Varenka, with her white kerchief on her black hair, surrounded
by the children, gaily and good-humoredly looking after them, and
at the same time visibly excited at the possibility of receiving
a declaration from the man she cared for, was very attractive.
Sergey Ivanovitch walked beside her, and never left off admiring
her. Looking at her, he recalled all the delightful things he
had heard from her lips, all the good he knew about her, and
became more and more conscious that the feeling he had for her
was something special that he had felt long, long ago, and only
once, in his early youth. The feeling of happiness in being near
her continually grew, and at last reached such a point that, as
he put a huge, slender-stalked agaric fungus in her basket, he
looked straight into her face, and noticing the flush of glad and
alarmed excitement that overspread her face, he was confused
himself, and smiled to her in silence a smile that said too much.
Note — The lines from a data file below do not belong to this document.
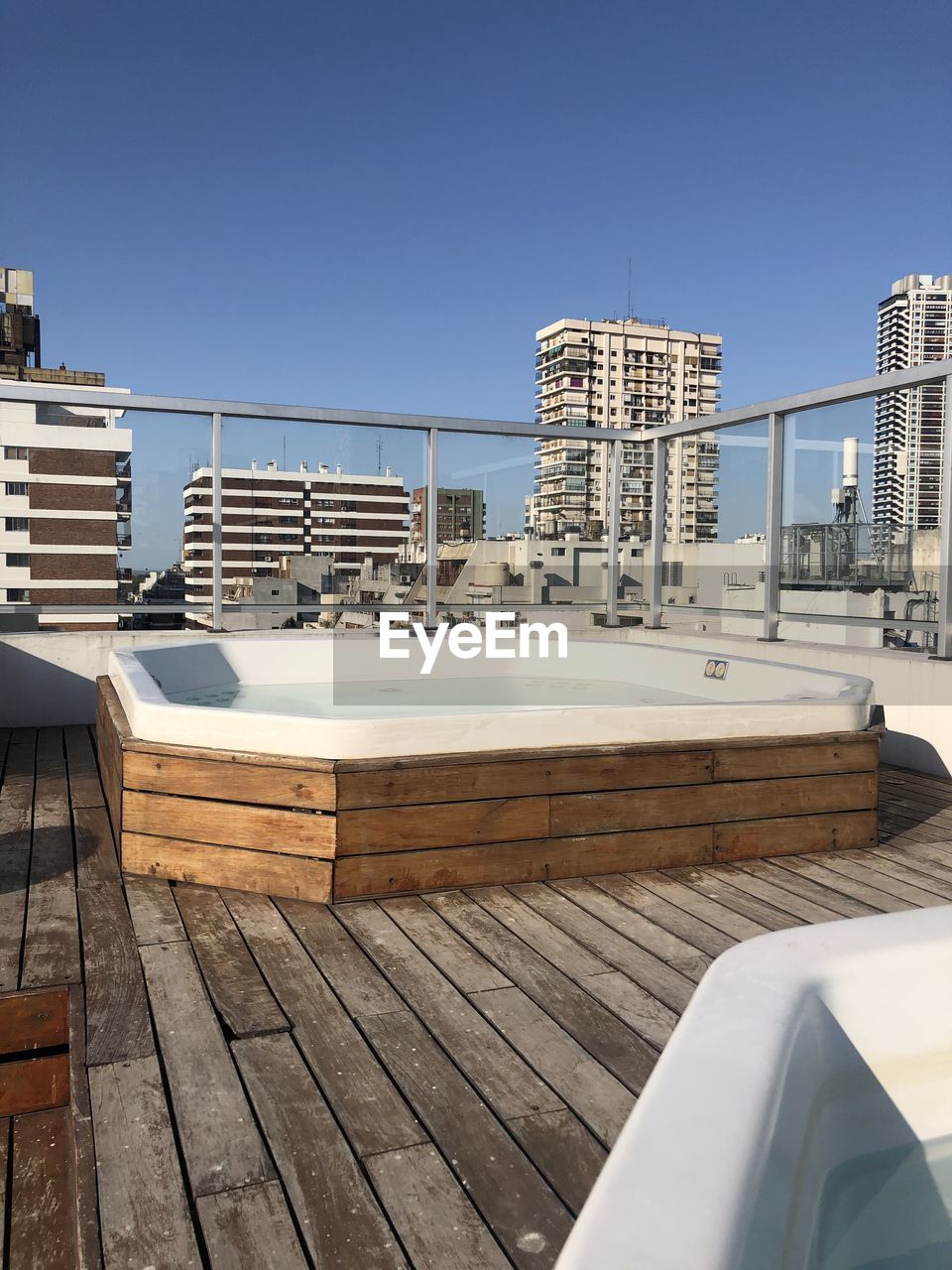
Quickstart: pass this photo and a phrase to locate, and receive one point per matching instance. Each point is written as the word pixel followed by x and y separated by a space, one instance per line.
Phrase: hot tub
pixel 309 766
pixel 330 698
pixel 801 1115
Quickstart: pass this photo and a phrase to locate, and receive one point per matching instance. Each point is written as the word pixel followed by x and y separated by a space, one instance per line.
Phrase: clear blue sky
pixel 376 204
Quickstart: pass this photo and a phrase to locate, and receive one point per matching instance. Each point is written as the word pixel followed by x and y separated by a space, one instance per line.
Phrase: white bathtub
pixel 801 1115
pixel 335 698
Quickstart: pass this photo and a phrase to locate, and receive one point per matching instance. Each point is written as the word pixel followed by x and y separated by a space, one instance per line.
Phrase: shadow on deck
pixel 426 1080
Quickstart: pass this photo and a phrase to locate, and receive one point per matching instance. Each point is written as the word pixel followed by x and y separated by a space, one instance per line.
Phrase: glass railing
pixel 200 502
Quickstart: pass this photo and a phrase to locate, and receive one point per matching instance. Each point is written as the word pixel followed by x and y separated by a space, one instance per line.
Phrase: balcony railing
pixel 613 440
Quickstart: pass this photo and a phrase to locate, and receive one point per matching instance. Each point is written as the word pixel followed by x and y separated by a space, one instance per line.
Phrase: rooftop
pixel 428 1080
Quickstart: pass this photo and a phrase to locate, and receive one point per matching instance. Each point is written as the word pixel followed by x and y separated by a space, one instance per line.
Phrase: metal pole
pixel 431 545
pixel 216 525
pixel 615 522
pixel 658 499
pixel 774 527
pixel 943 639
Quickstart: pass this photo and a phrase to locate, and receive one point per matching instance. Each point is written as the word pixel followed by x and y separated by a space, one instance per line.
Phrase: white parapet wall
pixel 49 679
pixel 914 691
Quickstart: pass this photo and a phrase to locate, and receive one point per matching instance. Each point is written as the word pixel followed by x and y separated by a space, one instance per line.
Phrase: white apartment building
pixel 621 375
pixel 268 513
pixel 64 509
pixel 64 481
pixel 912 325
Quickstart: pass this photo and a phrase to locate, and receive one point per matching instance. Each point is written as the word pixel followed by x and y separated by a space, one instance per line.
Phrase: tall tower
pixel 621 375
pixel 912 325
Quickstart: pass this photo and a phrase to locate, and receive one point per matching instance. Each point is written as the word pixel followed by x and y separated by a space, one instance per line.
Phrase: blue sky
pixel 376 204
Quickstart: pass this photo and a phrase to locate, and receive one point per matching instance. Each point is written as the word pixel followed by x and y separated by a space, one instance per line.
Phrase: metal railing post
pixel 216 525
pixel 658 502
pixel 431 544
pixel 774 527
pixel 943 638
pixel 615 525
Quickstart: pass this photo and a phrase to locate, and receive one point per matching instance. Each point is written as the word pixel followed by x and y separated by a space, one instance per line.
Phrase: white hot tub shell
pixel 805 1060
pixel 662 695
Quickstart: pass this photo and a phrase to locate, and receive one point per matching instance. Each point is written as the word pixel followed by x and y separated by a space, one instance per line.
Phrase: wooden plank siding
pixel 316 829
pixel 404 1082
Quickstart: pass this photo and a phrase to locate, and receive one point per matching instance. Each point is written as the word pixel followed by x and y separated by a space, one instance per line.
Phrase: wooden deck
pixel 417 1080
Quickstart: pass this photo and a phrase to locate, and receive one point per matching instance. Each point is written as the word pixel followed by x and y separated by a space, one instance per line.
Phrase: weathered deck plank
pixel 524 1213
pixel 362 1093
pixel 249 1228
pixel 335 1207
pixel 417 1082
pixel 220 1141
pixel 601 1033
pixel 144 1211
pixel 234 982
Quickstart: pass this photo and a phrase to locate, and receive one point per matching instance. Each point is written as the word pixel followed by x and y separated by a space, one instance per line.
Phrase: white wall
pixel 914 691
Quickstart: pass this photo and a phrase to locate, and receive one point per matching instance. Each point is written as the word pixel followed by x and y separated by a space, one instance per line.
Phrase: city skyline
pixel 334 239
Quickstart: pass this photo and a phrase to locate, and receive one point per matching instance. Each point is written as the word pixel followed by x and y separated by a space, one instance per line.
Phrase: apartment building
pixel 912 326
pixel 64 483
pixel 268 513
pixel 624 373
pixel 461 515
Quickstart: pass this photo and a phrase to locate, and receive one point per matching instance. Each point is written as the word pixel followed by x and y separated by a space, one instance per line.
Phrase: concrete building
pixel 912 326
pixel 64 483
pixel 461 515
pixel 268 513
pixel 621 375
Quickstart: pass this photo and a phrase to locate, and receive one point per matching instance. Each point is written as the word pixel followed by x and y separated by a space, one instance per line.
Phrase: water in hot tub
pixel 429 697
pixel 889 1210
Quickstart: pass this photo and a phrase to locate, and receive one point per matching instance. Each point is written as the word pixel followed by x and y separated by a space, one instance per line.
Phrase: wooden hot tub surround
pixel 334 829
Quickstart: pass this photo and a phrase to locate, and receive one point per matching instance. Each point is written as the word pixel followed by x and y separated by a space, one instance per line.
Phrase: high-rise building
pixel 64 481
pixel 621 375
pixel 912 325
pixel 268 513
pixel 461 515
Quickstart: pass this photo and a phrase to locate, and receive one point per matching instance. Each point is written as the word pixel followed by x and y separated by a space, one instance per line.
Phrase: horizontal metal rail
pixel 657 436
pixel 268 412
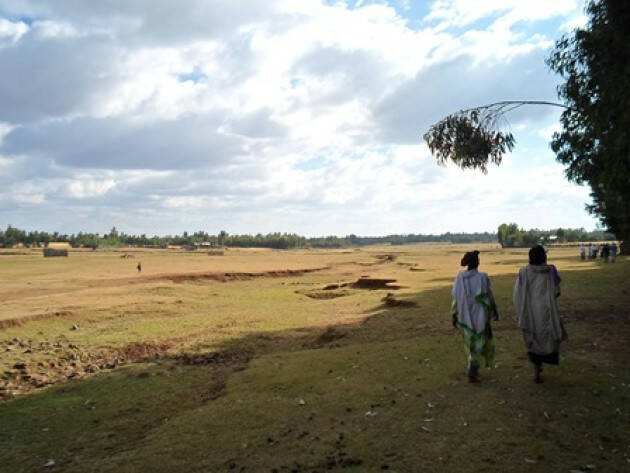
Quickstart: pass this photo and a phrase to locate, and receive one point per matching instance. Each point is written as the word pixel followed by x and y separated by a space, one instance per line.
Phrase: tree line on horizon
pixel 508 235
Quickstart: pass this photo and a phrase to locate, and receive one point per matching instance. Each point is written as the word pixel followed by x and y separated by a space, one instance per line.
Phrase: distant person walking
pixel 473 305
pixel 605 252
pixel 535 293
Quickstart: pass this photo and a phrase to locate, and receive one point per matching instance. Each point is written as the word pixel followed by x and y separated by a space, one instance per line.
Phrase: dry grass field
pixel 277 361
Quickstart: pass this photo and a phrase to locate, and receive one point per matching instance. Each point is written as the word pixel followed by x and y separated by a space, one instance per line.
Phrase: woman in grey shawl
pixel 535 293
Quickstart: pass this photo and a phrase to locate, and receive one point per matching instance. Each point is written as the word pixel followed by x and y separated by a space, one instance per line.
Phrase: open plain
pixel 300 361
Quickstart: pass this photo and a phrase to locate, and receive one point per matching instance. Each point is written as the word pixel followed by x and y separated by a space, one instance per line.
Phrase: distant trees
pixel 594 143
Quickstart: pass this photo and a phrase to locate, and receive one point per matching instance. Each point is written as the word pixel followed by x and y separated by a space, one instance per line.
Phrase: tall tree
pixel 594 143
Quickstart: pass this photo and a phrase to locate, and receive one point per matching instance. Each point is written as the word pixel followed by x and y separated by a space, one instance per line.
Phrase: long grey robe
pixel 535 293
"If so," he said to himself, "I ought to think it over and make
up my mind, and not give way like a boy to the impulse of a
moment."
"I'm going to pick by myself apart from all the rest, or else my
efforts will make no show," he said, and he left the edge of the
forest where they were walking on low silky grass between old
birch trees standing far apart, and went more into the heart of
the wood, where between the white birch trunks there were gray
trunks of aspen and dark bushes of hazel. Walking some forty
paces away, Sergey Ivanovitch, knowing he was out of sight, stood
still behind a bushy spindle-tree in full flower with its rosy
red catkins. It was perfectly still all round him. Only
overhead in the birches under which he stood, the flies, like a
swarm of bees, buzzed unceasingly, and from time to time the
children's voices were floated across to him. All at once he
heard, not far from the edge of the wood, the sound of Varenka's
contralto voice, calling Grisha, and a smile of delight passed
over Sergey Ivanovitch's face. Conscious of this smile, he shook
his head disapprovingly at his own condition, and taking out a
cigar, he began lighting it. For a long while he could not get a
match to light against the trunk of a birch tree. The soft
scales of the white bark rubbed off the phosphorus, and the light
went out. At last one of the matches burned, and the fragrant
cigar smoke, hovering uncertainly in flat, wide coils, stretched
away forwards and upwards over a bush under the overhanging
branches of a birch tree. Watching the streak of smoke, Sergey
Ivanovitch walked gently on, deliberating on his position.